And I'm writing my masterpiece. My first Wil and testicle. Or, “My First Wil and Testicle”. It's a cop buddy screenplay about a testicle, who after being amputated from an aspiring castrato, leaves his fellow testicle to become a cop. His partner? Former child star, Wil Wheaton.

But all of this writing is giving me jaundice, so I throw the manuscript into the air, demanding it stays there, floating, until I have need of it later. I stab myself in the upper back with my pen, and twist it in until it's about halfway in, and secure, then throw the ketamine pipe on top of my tombstone. Rest in peace, pipe.
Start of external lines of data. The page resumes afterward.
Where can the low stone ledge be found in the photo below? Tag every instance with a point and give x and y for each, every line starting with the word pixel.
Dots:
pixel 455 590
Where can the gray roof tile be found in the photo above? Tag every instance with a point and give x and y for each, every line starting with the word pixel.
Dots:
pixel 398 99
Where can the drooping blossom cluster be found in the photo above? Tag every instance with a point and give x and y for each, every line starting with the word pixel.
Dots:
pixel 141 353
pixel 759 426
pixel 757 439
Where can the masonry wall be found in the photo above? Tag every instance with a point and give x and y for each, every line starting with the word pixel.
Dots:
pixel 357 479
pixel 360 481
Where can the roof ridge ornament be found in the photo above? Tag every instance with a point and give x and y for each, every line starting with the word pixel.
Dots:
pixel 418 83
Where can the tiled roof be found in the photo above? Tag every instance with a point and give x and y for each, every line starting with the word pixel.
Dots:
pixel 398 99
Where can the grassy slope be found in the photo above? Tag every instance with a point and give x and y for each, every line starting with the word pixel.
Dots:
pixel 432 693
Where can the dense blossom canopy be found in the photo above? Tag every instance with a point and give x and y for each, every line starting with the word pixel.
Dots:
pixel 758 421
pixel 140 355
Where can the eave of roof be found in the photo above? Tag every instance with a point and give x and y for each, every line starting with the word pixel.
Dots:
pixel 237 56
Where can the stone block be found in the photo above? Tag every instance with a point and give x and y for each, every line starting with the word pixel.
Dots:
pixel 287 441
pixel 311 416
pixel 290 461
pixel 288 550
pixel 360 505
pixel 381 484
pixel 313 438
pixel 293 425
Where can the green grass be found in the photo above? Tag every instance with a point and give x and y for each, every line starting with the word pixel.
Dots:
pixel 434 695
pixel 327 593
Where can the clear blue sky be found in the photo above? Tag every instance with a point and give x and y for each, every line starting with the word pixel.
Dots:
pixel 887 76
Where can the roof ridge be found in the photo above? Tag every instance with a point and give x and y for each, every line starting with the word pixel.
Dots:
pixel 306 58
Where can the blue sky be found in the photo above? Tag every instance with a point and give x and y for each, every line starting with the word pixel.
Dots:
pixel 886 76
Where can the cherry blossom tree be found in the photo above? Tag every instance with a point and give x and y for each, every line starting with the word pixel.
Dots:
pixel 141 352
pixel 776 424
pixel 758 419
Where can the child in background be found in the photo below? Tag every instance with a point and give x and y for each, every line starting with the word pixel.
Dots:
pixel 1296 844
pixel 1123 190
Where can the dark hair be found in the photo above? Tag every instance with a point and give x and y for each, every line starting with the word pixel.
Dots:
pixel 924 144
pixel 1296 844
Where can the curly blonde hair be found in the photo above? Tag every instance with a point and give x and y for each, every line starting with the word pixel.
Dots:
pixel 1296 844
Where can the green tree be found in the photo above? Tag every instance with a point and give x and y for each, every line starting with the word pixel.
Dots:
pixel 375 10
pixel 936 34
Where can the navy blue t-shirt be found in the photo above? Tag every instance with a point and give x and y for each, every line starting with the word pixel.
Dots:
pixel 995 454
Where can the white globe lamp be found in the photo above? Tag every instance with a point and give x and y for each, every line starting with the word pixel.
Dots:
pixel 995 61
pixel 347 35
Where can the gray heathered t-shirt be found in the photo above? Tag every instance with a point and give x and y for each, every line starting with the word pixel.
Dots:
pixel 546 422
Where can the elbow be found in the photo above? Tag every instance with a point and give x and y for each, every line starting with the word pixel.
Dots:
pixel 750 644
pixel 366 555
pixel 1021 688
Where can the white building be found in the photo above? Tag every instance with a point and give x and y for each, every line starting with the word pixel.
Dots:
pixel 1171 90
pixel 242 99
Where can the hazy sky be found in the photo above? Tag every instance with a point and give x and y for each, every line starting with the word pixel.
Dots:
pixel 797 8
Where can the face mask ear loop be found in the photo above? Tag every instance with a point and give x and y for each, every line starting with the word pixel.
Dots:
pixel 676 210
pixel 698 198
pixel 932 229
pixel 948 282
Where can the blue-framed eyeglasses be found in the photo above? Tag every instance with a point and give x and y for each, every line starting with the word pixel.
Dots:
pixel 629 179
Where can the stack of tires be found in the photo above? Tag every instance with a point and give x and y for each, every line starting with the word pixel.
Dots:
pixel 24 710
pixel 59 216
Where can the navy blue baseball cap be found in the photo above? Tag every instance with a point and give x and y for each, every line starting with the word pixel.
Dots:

Food. I need energy after sucking down horse tranquilizer all day, and breakfast is the most important meal of the day. And night. And day. And all of the night. Chinese baby pizza. No, you sick fucks, it's not made out of Chinese babies. What kind of monster do you think I am? It's made by Chinese babies. To help pay off debts, some farmers in China sell their excess babies into pizzeria slavery. The ethics are a little sketchy, but damn, these pizzas are incredible. Honey bee crust. Delicious.

When I was older, I couldn't find the ingredients to make even the most basic of pizzas. Pepperoni had been gone for years, hunted to extinction by radical vegan extremists. We thought it an isolated series of incidents, the pepperonis didn't disappear overnight, but one morning we woke from our beds, turned on the television, and the president told us that the very last pepperoni in the world had been destroyed. If the death of pepperoni had been a long drawn out whimpering fart, the death of cheese was a sudden and completely unanticipated diarrhea shit storm violent explosion of a fart. Fuck all that noise, I had decided to revert to my younger self. In a world of pizza.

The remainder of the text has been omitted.